In the northern reaches of the Kingdom, the scandal surrounding Mr Murrell – former chief executive of the Caledonian Independence Society and estranged husband of the Former First Lady of North Britain – continues to spiral in a most gratifying fashion. Mr Murrell last week pleaded guilty to embezzling more than £400,000 from the party over twelve years. Now, former Labour first minister Lord McConnell has proposed that both the Grand Assembly and the Scottish Assembly conduct a joint inquiry – reasoning that a solo Scottish Assembly investigation risks looking like a cover-up, whilst a solo Westminster one risks looking like a hatchet job. A joint inquiry, apparently, would be neither. This Author admires the logic, while observing that the Former First Lady of North Britain has already appeared on the Broadcasting Society to deny all knowledge of any wrongdoing. Twelve years, £400,000, and not a whisper? North Britain’s domestic arrangements must be conducted with quite extraordinary discretion.
Finally, and on a note that proves the employment tribunal system has at least some sense of dramatic justice: one Beth Littlewood, a former canoe polo champion turned personal trainer, has been awarded £149,000 in compensation after her employer obliged her to travel 800 miles through the night from an international sports competition in Germany to attend a disciplinary meeting – at which her manager then failed to appear.
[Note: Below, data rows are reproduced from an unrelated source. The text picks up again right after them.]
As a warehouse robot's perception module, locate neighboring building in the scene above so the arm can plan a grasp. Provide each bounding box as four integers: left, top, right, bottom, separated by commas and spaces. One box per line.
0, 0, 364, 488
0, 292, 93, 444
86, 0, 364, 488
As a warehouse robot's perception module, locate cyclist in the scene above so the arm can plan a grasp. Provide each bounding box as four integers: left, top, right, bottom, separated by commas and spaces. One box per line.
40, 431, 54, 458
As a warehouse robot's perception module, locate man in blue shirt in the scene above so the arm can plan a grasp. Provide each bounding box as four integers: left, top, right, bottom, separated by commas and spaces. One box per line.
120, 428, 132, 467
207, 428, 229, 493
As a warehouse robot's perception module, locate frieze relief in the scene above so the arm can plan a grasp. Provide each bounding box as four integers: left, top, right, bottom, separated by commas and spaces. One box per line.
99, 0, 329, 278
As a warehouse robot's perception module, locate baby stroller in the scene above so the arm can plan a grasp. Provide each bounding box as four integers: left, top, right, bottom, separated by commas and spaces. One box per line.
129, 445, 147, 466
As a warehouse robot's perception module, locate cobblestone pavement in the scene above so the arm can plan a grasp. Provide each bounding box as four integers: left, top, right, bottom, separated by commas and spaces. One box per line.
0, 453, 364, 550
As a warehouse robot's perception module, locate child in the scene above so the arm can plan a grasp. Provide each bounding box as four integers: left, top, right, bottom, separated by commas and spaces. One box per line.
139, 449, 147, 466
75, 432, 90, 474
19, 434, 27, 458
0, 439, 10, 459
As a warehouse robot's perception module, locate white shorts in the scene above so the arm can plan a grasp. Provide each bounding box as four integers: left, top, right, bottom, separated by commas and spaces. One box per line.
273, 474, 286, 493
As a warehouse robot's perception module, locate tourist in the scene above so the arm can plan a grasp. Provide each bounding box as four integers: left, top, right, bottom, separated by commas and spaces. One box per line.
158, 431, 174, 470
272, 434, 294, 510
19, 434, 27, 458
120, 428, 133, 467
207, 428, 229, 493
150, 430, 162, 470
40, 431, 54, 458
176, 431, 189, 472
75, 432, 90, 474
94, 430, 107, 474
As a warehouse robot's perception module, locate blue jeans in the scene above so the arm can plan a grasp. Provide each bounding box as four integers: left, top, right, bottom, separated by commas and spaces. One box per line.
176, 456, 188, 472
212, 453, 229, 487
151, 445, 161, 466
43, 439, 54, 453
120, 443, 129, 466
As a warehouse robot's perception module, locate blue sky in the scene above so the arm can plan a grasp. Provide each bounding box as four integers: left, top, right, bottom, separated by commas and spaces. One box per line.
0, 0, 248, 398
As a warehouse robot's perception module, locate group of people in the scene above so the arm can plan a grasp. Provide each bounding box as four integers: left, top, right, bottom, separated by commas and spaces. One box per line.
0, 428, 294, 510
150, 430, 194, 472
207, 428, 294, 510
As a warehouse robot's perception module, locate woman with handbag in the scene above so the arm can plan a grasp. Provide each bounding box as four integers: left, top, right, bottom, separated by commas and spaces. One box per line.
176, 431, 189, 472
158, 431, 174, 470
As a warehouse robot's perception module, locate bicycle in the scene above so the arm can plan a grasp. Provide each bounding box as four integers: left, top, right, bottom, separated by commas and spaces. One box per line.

The firm in question, Nuffield Health, has since appealed, which rather suggests they have not yet absorbed the full moral of the tale. Miss Littlewood says the outcome is “not just about me,” and this Author agrees. It is also, in some small measure, about the particular humiliation of crossing half a continent only to find an empty chair.
I am, as ever, your most devoted observer – Lady Whistledown.